Will any of this actually work?
Revenue sharing is going to happen, assuming final approval of the House Settlement. The Big Ten, Big 12, SEC, ACC and Pac 12 were named as defendants in the lawsuit and their member schools are required to opt in to rev share. Additionally, the Horizon League schools have indicated their intention to participate in rev share. The Ivy League schools will not join the settlement and therefore will not participate in rev share.
NIL enforcement, on the other hand, seems to be far less clear. A new enforcement structure , independent of the NCAA, is to be established as part of the House Settlement but any penalties for schools or athletes not adhering to the NIL regulations may not be exhaustively detailed at this point, other than schools being subject to investigation, adjudication, and/or arbitration.
Color me skeptical.
Schools, and their wealthy boosters, turned the opportunity for athletes to make money off their name, image, and likeness into channeling money directly to players and using it as a recruiting incentive – in direct defiance of the NCAA’s initial ruling on NIL. When the NCAA tried to do something about it, Tennessee and some other states sued them and the NCAA backed off.
Will this really be any different under an independent third-party enforcement? Or will it just be more of the same, where the third party gets taken to court instead of, or alongside, the NCAA? Will schools actually agree to strict and meaningful NIL regulations and abide by them? Or will the temptation to live on the edge of the rules, or outright ignore them, to gain a competitive advantage remain. In the absence of severe penalties, here’s betting it will.
It seems simple enough: if you want to compete in an athletic organization, then you agree to abide by the rules of the organization or face repercussions. Not take them to court when faced with punishment amidst evidence of breaking the rules. Or, if you don’t like the rules, then leave. And maybe that’s where all of this is eventually headed – with some or all members of the “Power 4” or 5, or whatever it is now, conference schools breaking off to do their own thing.
But let’s wrap this up back where we started – with Nico Iamaleava. The Tennessee football program showed a spine and let Iamaleava go. Iamaleava is now in the transfer portal while Tennessee is probably mining the same portal for his replacement. Will any school now take a chance on Iamaleava given his history with Tennessee? If they see him as an upgrade to their current situation, the answer is probably yes. If faced with a similar situation, will other schools respond as Tennessee did? Or are they now renegotiating with their starting QBs so they are not, as Tennessee now is, faced with the task of replacing him just over four months away from the start of the season?

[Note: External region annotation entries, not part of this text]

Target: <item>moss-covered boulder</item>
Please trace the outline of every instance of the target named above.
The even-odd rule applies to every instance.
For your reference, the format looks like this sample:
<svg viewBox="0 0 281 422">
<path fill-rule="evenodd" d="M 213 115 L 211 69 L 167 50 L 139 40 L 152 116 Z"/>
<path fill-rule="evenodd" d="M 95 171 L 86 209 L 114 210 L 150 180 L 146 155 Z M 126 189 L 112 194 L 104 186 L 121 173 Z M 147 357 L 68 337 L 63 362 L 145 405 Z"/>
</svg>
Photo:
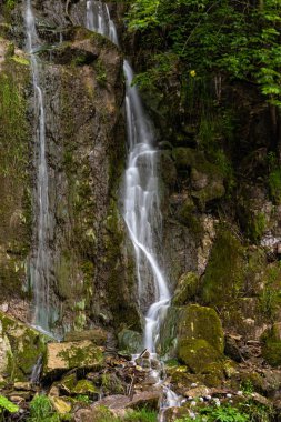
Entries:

Personally, I used to love college sports for the drama that played out on the field, court, or racecourse. This was rooted in the belief that, although revenue-generating athletes should be able to share in this, they actually cared about the school they represented and wanted to be there.
The whole situation with Iamaleava and, much closer to home, Tre Holloman, of all people, defending the logo, kissing the logo, and then bolting for NC State makes me wonder if anyone still cares about the school they play for. As Ice Cream Index author donaldo stated, “I wish him the best as he transitions from one of the most upstanding coaches over the last 30 years to another in a long line of sleazeballs.” I’m assuming he’s referring to newly-hired NC State coach Will Wade, who has a bit of a checkered past with the NCAA.
Now, I just view myself as someone with an opportunity to comment on all of these things happening outside the actual arena of competition and finding it harder and harder to maintain an interest in, much less a love for, college athletics.